GV517-7-FY-CO: International Security Studies
Essex credit: 30
ECTS credit: 15
Available to Study Abroad / Exchange Students: Yes
Full Year Module Available to Study Abroad / Exchange Students for a Single Term: Yes
Outside Option: No
Dr Tobias Bohmelt
Dr Tobias Bohmelt
Dr Bohmelt firstname.lastname@example.org or Graduate Administrator Alex West email@example.com
|Module is taught during the following terms
The field of Security Studies has enjoyed wide attention over the last decades. This did not end with the Cold War, but, in fact, Security Studies became even more prominent and relevant afterwards in light of "conventional" wars and "unconventional" engagements like peacekeeping missions, counterinsurgency operations, or anti-terror campaigns such as the "War on Terror."
While old conflicts are reigniting and new ones emerging, the scholarly literature and policy-makers debate about "changes" to concepts of security, particularly in the form of new forms of conflicts, new threats and challenges, and new actors. Issues such as terrorism, nuclear proliferation, asymmetric warfare, and others have received greater prominence than before. Generally, the (traditional) realist preoccupation of superpower nuclear conflict is no longer perceived as a realistic option, however, and the academic and policy discussions have been dominated by a more varied set of considerations since the end of the Cold War: for example, the nature of security, strategy, the (declining) centrality of the state, and the balance between military and non-military aspects of security.
This module explores these and several other related issues from a broad range of theoretical and empirical perspectives. It is divided into three sections. First, we study some of the general and most important theoretical concepts in the security-studies literature. This establishes a common theoretical background. The second part deals with issues of military security in depth, both theoretically and empirically: for instance, intelligence, defense technology, or arms control. Finally, we look at a wide variety of contemporary ("new") issues in the third section of the module. These include the role of the UN in peacekeeping, intrastate warfare, counterinsurgency operations, and a series of regional case studies.
The module can be taken as a final year option for undergraduate students and as an option for postgraduates. This document provides all essential details about the module. It also contains the basic list of readings. Students should retain it for the duration of the module.
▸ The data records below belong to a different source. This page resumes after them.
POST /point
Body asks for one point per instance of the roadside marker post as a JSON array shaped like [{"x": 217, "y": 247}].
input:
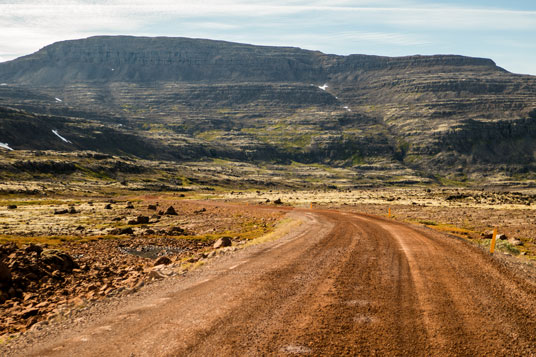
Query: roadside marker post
[{"x": 492, "y": 245}]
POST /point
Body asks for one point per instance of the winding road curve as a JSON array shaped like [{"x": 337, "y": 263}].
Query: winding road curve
[{"x": 340, "y": 284}]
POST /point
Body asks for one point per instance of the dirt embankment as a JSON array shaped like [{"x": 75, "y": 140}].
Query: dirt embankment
[{"x": 341, "y": 284}]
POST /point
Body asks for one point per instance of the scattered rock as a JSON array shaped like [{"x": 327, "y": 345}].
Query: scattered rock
[
  {"x": 120, "y": 231},
  {"x": 171, "y": 211},
  {"x": 162, "y": 260},
  {"x": 223, "y": 242},
  {"x": 515, "y": 242},
  {"x": 175, "y": 231},
  {"x": 5, "y": 276},
  {"x": 58, "y": 260},
  {"x": 139, "y": 220},
  {"x": 487, "y": 235}
]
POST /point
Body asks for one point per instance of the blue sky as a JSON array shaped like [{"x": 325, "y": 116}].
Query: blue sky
[{"x": 502, "y": 30}]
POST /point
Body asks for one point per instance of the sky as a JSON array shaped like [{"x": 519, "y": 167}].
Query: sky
[{"x": 504, "y": 31}]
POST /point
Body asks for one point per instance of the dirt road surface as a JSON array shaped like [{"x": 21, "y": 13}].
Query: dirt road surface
[{"x": 340, "y": 284}]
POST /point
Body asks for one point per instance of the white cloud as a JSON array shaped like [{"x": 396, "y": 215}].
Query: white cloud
[{"x": 29, "y": 25}]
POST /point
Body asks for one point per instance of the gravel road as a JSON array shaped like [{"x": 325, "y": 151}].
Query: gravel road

Learning and Teaching Methods
The module is organized along weekly one-hour lectures and weekly one-hour classes.
Lectures: 1 hour per week
Classes: Students will be allocated to a weekly class. These classes largely parallel the material of the lectures. Attendance at classes is compulsory. If (for any reason) students are unable to attend, they must notify the module supervisor to explain their absence. In the classes, the most important material and issues raised in the lecture will be discussed in more detail. It is expected that student have read the set reading for a specific week and are prepared to discuss it.
50 per cent Coursework Mark, 50 per cent Exam Mark
2 x 3000 word essays, equally weighted
Exam Duration and Period
3:00 during Summer Examination period.
Aims of the Module
To provide students with the main theoretical arguments of 'security studies' and related fields such as 'strategic studies.'
To engage students in a wide range of applied empirical material relating to the security agenda, the use of military force and supporting elements.
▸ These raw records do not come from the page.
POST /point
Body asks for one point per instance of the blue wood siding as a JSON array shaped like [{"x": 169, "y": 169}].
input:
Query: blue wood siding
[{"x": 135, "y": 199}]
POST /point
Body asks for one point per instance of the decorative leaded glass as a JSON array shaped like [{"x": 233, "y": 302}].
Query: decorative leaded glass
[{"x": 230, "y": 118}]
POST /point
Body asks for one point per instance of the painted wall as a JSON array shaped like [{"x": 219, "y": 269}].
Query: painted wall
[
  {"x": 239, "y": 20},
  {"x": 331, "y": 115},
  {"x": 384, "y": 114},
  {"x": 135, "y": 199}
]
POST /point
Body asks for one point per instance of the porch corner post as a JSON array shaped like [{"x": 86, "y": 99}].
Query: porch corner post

To present a range of contemporary security issues, which are discussed both from a theoretical and empirical perspective.
By the end of the module, students should:
Be able to critically compare different theoretical approaches to global security studies.
Demonstrate an advanced knowledge of contemporary issues in security studies.
Be able to assess the strengths and weaknesses of differing forms of security organisations.
To show a systematic understanding of the military components of security applied in conflicts since 1945.
Be able to express well-informed opinions about contemporary security issues.
By following this module, students will have the opportunity to gain the following skills:
Select and read appropriate material that contains required information and data.
Synthesise the obtained information to use it for relevant purposes (e.g. essays, presentations, discussions, etc.).
Organise information clearly and coherently.
Explore complex problems and analyse their main features.
- These texts provide the basis for the module.
- Baylis, John, James J. Wirtz, and Colin S. Gray (eds). 2016. Strategy in the Contemporary World. Fifth Edition. Oxford: Oxford University Press.
- Snyder, Craig A. (ed). 2011. Contemporary Security and Strategy. Third Edition. Basingstoke: Palgrave.